Mohammed S Al-Khalifa

Mohammed S Al-Khalifa

King Saud University, Saudi Arabia

Title: Biochemical and immune parameters: Effects of Samsum ant venom on CCL4-treated male rats


Mohammed S Al-Khalifa completed his PhD from the Swansea University, Wales, UK in 1977 and ever since then is the faculty in the Zoology Department, King Saud University, Riyadh Saudi Arabia and actively involved in teaching graduate and post graduate students and supervised dozens of PhD and Master’s dissertation leading to the award of the degree of Doctor of Philosophy. He has published over 70 research articles on the different topics concerning medically important insects, ticks, mites and their physiology.

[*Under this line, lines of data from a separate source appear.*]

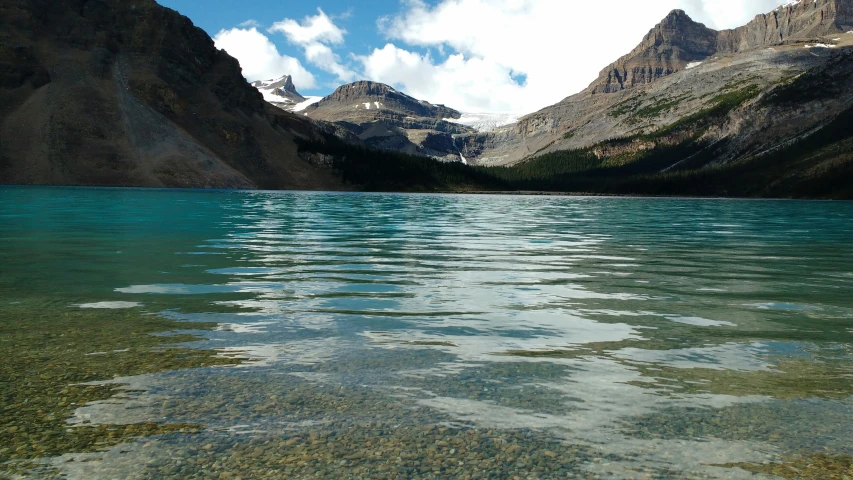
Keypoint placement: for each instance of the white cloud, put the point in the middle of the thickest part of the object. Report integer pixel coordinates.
(259, 57)
(319, 28)
(249, 24)
(314, 35)
(559, 45)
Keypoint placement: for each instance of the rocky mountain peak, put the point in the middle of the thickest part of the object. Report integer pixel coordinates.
(678, 41)
(668, 47)
(367, 95)
(281, 92)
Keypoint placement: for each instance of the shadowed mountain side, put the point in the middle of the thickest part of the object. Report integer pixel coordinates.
(109, 92)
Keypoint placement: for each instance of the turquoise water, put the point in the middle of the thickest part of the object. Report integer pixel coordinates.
(439, 336)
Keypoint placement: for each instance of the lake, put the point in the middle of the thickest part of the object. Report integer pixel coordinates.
(215, 334)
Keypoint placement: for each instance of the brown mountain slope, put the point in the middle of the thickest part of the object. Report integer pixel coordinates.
(126, 92)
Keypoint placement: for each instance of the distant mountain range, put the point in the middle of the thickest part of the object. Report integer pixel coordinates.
(133, 94)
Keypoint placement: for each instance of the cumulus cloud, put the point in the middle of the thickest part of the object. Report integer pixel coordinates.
(259, 57)
(314, 35)
(558, 47)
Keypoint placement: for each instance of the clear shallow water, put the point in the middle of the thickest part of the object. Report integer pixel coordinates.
(443, 336)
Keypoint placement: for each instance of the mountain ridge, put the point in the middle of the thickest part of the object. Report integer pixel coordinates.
(678, 40)
(108, 92)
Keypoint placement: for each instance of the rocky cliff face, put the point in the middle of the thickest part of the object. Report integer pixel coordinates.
(387, 119)
(126, 92)
(667, 48)
(678, 41)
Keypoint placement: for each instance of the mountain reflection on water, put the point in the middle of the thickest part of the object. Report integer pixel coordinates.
(443, 336)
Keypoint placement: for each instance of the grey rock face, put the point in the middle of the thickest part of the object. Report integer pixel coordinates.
(369, 96)
(387, 119)
(678, 40)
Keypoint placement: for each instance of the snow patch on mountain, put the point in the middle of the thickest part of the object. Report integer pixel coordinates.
(485, 122)
(307, 103)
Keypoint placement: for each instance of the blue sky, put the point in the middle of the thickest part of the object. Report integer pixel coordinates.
(513, 56)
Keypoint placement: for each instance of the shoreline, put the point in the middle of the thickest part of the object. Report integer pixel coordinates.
(520, 193)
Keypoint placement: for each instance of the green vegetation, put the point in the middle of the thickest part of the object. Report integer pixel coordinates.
(825, 82)
(670, 161)
(381, 170)
(655, 110)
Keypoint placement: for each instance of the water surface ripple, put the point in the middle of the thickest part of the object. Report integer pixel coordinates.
(443, 336)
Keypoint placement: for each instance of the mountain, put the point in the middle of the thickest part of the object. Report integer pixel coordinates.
(280, 92)
(126, 92)
(693, 100)
(679, 41)
(386, 119)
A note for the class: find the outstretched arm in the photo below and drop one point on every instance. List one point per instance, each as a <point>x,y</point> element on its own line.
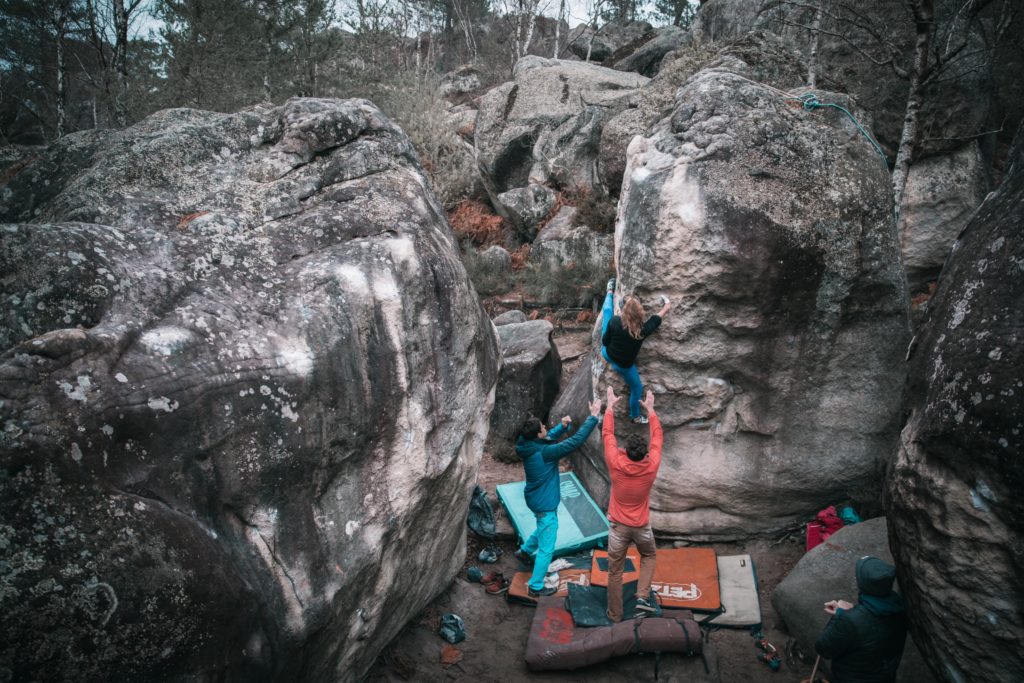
<point>562,449</point>
<point>656,437</point>
<point>560,428</point>
<point>608,429</point>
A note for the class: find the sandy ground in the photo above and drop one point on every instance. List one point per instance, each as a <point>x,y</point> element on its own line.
<point>497,630</point>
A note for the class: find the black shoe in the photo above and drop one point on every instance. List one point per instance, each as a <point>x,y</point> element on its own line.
<point>544,591</point>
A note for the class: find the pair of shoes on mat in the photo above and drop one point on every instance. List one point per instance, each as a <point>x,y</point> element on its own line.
<point>647,606</point>
<point>489,554</point>
<point>492,578</point>
<point>544,591</point>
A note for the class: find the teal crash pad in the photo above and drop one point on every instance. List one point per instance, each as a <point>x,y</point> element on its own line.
<point>581,522</point>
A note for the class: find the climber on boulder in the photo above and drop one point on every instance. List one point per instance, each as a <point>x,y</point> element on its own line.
<point>622,337</point>
<point>541,453</point>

Investigations have been made on the anti-inflammatory effect of Samsum Ant Venom (SAV) in chemically-induced toxicity in male rats. Observations showed that CCl4 significantly raised the oxidative stress level in CCl4-treated rats. Significant rise of malondialdehyde (MDA) with a significant suppression of glutathione were detected in both hepatic and splenic tissues. Also increase in the total white blood cell counts with significantly high neutrophil percentage was observed in treated rats. In addition, CCl4 significantly increased the cholesterol, triglycerides, creatinine, urea and ALT, and decrease the total protein level. Treatment with 100 μg/kg dose of SAV was found to significantly restore all these studied parameters. It was found to significantly restore the glutathione level and thus decrease the oxidative stress effects. Furthermore, it successfully restored the biochemical parameters, namely, urea, creatinine, cholesterol and total protein to the normal levels. The positive correlation between SAV and the animal model health was clearly observed in the restoration of the normal architecture of both hepatic and splenic tissues with normal distribution of the immune cells in the white pulp of spleen treated with CCl4.